Students who are not reading at grade level by third grade have a hard time catching up, and later perform poorly in all subjects. The emphasis needs to be on helping struggling students before they need intervention at the level of special education, Levenson said.
Levenson’s group also examined how students receive special education once they need it. Too often, they found, students are taken out of their regular class for help with their specific learning problems. They end up missing out on vital instruction in core subjects. Elementary school aged students, who are frequently taken out of class for reading support, feel the effects the most. Levenson said schools should provide additional instruction time every day for struggling students.
The authors of the DMG report were critical of the wide use of paraprofessionals, and stressed the need for “highly skilled teachers,” especially for those students with the greatest needs.
The report also referred to the growing need for experts in behavioral management, as more and more students come to school suffering from trauma, and with social and emotional challenges.
The DMG report said its recommended changes should be “cost neutral or cost less than current practices.” The recommendations would require an investment in professional development and in staffing.
Karen Edwards, who directs the Agency of Education’s Integrated Support for Learning Division, said such complex changes will require careful coordination of core instruction, intervention and intensive supports for academics and behavior.

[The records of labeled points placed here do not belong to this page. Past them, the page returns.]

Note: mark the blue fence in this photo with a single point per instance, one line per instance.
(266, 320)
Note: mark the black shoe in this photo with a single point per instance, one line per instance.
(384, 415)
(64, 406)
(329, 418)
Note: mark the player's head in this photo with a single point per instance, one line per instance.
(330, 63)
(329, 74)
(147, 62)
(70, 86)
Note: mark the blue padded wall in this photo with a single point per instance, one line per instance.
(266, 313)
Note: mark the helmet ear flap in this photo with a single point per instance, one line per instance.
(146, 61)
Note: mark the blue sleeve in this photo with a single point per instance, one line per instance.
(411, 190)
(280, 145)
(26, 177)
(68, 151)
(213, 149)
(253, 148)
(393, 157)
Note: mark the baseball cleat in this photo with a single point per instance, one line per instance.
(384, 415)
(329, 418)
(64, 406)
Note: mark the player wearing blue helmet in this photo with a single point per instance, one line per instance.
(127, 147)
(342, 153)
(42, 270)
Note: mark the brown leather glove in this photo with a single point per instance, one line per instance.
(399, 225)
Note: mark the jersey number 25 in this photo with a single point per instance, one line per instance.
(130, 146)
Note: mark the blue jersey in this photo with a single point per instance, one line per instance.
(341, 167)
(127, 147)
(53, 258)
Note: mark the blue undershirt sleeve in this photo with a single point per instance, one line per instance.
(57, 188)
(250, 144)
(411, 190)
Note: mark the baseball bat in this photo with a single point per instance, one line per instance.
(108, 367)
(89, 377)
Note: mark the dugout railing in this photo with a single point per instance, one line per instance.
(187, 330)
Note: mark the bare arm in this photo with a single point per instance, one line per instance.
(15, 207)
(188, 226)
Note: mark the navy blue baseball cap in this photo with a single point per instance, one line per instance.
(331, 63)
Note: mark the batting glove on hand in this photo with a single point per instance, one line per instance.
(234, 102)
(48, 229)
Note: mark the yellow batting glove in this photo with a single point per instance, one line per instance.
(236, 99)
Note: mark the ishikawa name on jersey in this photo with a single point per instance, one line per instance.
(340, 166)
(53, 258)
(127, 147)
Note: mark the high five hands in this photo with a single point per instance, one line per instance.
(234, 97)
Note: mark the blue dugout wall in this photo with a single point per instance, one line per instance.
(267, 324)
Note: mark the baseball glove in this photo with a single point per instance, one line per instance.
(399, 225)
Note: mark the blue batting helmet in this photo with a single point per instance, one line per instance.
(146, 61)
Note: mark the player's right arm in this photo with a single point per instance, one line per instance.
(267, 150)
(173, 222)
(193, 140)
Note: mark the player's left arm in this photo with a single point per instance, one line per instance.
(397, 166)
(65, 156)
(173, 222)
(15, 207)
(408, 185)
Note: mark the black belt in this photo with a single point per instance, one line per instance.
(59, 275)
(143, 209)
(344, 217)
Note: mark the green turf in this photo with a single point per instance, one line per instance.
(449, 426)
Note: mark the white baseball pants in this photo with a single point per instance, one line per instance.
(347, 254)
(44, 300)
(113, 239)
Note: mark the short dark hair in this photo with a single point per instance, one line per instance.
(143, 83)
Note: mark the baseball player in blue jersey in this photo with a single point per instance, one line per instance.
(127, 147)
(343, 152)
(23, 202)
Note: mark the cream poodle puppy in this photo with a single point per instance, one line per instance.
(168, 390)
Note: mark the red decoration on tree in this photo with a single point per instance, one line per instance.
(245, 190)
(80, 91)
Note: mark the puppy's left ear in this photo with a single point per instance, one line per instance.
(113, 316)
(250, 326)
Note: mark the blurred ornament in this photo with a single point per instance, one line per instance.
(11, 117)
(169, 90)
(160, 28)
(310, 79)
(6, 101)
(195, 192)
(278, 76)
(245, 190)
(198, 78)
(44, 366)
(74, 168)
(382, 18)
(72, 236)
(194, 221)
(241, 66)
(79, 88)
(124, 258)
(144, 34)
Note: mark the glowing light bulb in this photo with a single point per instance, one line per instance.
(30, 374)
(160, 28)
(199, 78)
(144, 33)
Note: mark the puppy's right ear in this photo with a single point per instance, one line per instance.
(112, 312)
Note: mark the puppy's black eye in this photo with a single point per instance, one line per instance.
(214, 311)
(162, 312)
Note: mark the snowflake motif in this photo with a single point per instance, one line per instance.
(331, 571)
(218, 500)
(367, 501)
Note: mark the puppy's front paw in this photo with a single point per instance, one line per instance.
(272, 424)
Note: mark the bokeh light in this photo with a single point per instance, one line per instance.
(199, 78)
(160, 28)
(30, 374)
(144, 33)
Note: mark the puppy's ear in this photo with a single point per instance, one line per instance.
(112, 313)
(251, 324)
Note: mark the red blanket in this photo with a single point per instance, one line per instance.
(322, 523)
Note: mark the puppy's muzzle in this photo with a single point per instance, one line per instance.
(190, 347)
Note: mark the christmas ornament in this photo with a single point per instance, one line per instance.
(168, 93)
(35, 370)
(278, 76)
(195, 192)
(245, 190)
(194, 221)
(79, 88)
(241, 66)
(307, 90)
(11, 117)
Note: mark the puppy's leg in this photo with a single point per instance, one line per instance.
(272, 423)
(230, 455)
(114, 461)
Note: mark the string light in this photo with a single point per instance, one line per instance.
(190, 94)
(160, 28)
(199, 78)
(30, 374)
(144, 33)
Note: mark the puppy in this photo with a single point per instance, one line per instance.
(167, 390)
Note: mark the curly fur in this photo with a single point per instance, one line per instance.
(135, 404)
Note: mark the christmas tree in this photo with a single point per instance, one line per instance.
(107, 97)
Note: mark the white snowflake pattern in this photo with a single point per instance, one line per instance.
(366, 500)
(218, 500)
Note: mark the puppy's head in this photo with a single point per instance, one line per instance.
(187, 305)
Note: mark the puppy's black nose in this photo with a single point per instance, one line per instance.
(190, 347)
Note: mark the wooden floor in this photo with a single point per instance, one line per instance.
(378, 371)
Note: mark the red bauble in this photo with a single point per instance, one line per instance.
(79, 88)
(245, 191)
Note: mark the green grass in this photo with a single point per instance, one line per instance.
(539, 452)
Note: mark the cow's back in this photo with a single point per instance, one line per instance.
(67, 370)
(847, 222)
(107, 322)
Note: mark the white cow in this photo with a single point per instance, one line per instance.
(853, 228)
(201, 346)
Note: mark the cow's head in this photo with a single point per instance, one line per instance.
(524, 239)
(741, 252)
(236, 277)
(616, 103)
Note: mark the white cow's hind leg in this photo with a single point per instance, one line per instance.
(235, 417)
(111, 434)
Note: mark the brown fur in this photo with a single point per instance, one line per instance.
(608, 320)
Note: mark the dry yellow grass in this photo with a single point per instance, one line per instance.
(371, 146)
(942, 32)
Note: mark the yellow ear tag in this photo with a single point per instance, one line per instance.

Special education block grants
The UVM study focused on a proposal for changing the funding of special needs education with the implementation of a census block grant, which would provide funding for every student in the school district, not just special education. It would allow districts more flexibility in meeting student needs by providing funding for extra help for struggling learners before they need an IEP. Students with extraordinary needs would receive additional funding.
The UVM study showed that within five years of implementing the census block grant program the state could save up to $83 million, in 2016 dollars.
But Nicole Mace, executive director of the Vt. School Boards Association, cautioned that local districts could end up having to make up the difference. School districts are required by law to provide the services called for in an IEP, she said.
The state now funds 60 percent of the cost to a local school district of providing specialized educational services to students on an IEP. Students with greater needs can cost a school district more than $50,000 a year, 90 percent of which is reimbursed by the state.
“A move to a census-based model that decreased the special education allocation without a commensurate decrease in the need for services would push special education costs into local education spending,” Mace said, adding it could mean a dramatic increase in local tax rates due to increased per pupil spending.
Kolbe said the census block grant is not necessarily the best way forward and not the only way. “There are lots of ways to fund special education, all the states have different models and none of them are perfect. They all have strengths and weaknesses. “The challenge is finding a funding system that works with Vermont’s policy priorities right now: support for early intervention and support in a general education setting to the greatest extent possible.”